Institute of Electronics, Technical University of Lodz, Wolczanska 211/215, 90-924, Lodz, Poland
Typical input devices used nowadays for communication with the machine require manual control and cannot be used by persons impaired in movement capacity. Therefore, it is necessary to develop easily accessible systems for human-computer interaction that would give the physically disabled persons the opportunity to become a part of Information Society. In the paper an algorithm for detection of the eye-blinks in image sequences has been presented. The employed image processing methods include Haar-like features for automatic face detection and template matching based eye tracking and eye-blink detection. Moreover, the developed human-computer interface controlled by eye-blinks is described.
Human-Computer Interface (HCI) can be described as the point of communication between the human user and a computer. Typical input devices used nowadays require manual control and cannot be used by persons impaired in movement capacity. This fact induces the need for development of alternative methods of communication between human and computer that would be suitable for the disabled. Therefore, the work on the development of innovative human-computer interfaces attracts attention of researchers all over the world.
The user friendly human-computer interface for severely movement impaired persons should fulfill the following conditions:
In this paper a vision-based system for detection of voluntary eye-blinks is presented, together with its implementation as a Human-Computer Interface for the disabled. In section 2 the overview of previous works on the interfaces for the disabled is given. The proposed eye-blink detection algorithm is described in section 3. Section 4 presents the eye-blink controlled human-computer interface based on the proposed algorithm. The results are discussed in section 5 and the conclusion are given in section 6.
For severely paralyzed persons, whose ability of movement is limited to the muscles around the eyes two main groups of human-computer interfaces are most suitable: brain-computer interfaces (BCI) and systems controlled by gaze (Starner 1998) or eye-blinks.

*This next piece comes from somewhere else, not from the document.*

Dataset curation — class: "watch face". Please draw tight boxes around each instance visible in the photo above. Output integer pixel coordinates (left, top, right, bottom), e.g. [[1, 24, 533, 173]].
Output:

Brain-computer interface is a system that allows for controlling the computer applications by measuring and interpreting electrical brain activity. No muscle movements are required. This type of interfaces enable to operate virtual keyboards (Materka 2006), manage environmental control systems, use the text editor, web browser, or make physical movements (Ghaoui 2006). Brain-computer interfaces show great promise for people with severe physical impairments, however, their main drawbacks are intrusiveness and need for using special hardware.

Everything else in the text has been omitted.